Terry Pratchet, Carpe Jugulum

In The Language of Power, Rowan travels to the city of Donner to find out what happened when a previous wizard there died over 40 years before. She goes there on the slimmest of possible leads, but she thinks that the facts surrounding this wizard’s death could lead her to Slado, and thus potentially to the truth surrounding his plans to destroy the Outskirters.

At first, when she approaches the townsfolk of Donner, they’re hesitant, and she gets only cursory answers. But as she keeps tugging on different strings and taking part in town life, people open up to her. The more they open up to her, the more pieces she fits together, and with her uncanny powers of recall, she’s able to remember names and streets and events in a way that grudgingly gains the townpeople’s respect. But in between, she’s not too proud to shovel manure in an orchard, or sing a ballad in an inn, or express delight in a potter’s drawings and delicate teapots.

It is this simple pleasure that Rowan takes in the presence and skills of other people that saves her, time and time again. When the current wizard confronts the people of Donner at a local inn about the rumours that there’s been a steerswoman sticking her nose into his business, they keep her identity secret from him, even though both she and the wizard are in the same room while it’s happening.
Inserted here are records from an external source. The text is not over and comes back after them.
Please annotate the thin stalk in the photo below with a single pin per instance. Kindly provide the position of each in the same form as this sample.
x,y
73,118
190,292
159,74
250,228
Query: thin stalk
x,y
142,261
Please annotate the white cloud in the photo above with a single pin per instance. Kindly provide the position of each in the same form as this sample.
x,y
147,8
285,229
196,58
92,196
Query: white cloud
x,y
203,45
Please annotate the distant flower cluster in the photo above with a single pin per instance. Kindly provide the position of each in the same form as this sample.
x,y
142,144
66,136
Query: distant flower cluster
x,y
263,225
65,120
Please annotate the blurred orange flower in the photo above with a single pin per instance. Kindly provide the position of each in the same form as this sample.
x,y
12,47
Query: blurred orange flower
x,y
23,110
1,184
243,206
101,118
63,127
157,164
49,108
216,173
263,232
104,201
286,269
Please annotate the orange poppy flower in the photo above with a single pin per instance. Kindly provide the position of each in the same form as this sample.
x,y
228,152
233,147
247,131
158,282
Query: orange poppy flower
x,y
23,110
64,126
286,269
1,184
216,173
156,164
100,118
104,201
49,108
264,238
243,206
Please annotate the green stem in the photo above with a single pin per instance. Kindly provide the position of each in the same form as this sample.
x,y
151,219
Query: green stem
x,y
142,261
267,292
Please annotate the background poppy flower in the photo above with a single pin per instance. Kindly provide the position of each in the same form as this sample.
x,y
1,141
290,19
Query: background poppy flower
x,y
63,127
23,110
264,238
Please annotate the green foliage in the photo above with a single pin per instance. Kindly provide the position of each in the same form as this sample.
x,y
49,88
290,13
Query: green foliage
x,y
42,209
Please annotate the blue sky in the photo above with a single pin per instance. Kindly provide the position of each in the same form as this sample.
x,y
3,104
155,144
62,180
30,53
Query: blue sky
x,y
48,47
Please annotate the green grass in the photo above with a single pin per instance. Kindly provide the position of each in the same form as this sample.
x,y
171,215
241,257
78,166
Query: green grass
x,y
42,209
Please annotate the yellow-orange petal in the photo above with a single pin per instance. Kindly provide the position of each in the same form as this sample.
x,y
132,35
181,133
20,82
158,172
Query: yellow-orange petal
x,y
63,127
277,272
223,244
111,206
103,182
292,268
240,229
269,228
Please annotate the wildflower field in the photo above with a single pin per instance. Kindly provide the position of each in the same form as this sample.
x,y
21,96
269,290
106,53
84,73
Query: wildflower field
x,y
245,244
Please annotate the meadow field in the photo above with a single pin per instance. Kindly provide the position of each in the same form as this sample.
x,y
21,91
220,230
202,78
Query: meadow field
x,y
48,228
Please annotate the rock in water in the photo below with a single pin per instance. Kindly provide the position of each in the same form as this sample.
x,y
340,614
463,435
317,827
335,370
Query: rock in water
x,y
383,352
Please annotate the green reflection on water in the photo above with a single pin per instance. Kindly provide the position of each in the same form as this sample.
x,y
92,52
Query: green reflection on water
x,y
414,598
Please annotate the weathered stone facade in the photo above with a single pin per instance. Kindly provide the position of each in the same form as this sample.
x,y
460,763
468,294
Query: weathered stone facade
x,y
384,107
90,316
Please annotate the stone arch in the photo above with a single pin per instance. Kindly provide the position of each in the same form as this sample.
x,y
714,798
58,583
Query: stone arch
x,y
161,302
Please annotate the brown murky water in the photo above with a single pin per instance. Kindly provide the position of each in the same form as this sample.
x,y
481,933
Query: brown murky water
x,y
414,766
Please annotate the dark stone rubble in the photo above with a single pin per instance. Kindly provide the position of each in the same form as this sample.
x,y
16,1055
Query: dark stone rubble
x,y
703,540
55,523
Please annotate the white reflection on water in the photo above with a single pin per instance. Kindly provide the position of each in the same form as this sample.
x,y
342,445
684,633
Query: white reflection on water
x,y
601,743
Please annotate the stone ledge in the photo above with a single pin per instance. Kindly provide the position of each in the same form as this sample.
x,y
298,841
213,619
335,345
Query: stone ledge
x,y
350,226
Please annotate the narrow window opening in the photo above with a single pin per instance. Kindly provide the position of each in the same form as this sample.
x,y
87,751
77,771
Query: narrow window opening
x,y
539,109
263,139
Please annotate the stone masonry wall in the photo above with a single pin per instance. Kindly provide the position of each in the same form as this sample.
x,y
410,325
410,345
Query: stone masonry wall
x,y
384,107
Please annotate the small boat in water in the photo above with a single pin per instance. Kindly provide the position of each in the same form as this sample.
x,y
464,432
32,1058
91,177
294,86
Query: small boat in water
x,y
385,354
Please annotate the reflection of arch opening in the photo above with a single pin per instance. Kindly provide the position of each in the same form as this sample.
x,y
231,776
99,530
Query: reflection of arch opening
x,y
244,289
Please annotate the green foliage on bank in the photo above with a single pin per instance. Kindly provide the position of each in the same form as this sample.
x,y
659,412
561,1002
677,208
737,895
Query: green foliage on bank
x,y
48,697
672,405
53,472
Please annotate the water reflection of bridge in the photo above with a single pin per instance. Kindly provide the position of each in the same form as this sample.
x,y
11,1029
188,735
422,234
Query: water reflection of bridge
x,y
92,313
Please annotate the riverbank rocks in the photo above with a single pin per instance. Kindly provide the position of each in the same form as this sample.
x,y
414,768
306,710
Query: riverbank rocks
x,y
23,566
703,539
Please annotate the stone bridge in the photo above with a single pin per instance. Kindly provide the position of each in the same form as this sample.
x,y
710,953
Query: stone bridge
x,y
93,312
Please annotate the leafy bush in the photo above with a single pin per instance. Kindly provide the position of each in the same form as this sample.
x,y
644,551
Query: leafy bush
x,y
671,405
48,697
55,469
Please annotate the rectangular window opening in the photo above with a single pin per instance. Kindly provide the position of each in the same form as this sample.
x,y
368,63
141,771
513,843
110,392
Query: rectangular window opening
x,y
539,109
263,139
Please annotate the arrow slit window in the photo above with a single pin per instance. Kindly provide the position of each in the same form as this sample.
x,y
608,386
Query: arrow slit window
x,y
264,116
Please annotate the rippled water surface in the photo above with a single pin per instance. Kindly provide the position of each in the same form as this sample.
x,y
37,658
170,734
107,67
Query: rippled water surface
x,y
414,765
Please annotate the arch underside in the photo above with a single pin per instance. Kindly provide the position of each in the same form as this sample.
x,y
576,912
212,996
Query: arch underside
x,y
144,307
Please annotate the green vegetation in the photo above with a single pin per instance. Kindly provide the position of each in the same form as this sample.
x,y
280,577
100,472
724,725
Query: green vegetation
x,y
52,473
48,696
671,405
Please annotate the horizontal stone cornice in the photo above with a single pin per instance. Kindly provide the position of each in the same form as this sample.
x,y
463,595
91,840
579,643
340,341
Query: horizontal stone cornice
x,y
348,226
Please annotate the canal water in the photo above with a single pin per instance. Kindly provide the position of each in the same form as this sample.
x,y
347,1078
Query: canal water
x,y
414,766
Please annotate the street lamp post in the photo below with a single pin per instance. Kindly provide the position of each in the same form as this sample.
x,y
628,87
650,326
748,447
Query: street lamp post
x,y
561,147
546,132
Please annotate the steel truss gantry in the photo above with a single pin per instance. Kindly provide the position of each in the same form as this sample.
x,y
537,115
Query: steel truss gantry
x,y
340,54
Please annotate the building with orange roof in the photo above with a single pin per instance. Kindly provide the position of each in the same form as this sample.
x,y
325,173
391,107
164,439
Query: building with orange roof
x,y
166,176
In the end, when Rowan and her allies learn more about wizardly machinations (in both the metaphorical and engineering sense), the town decides to help her out even further by engaging in a collective mission to make the next local wizard’s life a living hell. Even after losing friends, even after knowing what a threat Rowan is to their town, they decide to help her.

That’s the power of a social contract when everyone respects each other and values each other. And I really want to see more fantasy books that display that sort of communal thinking.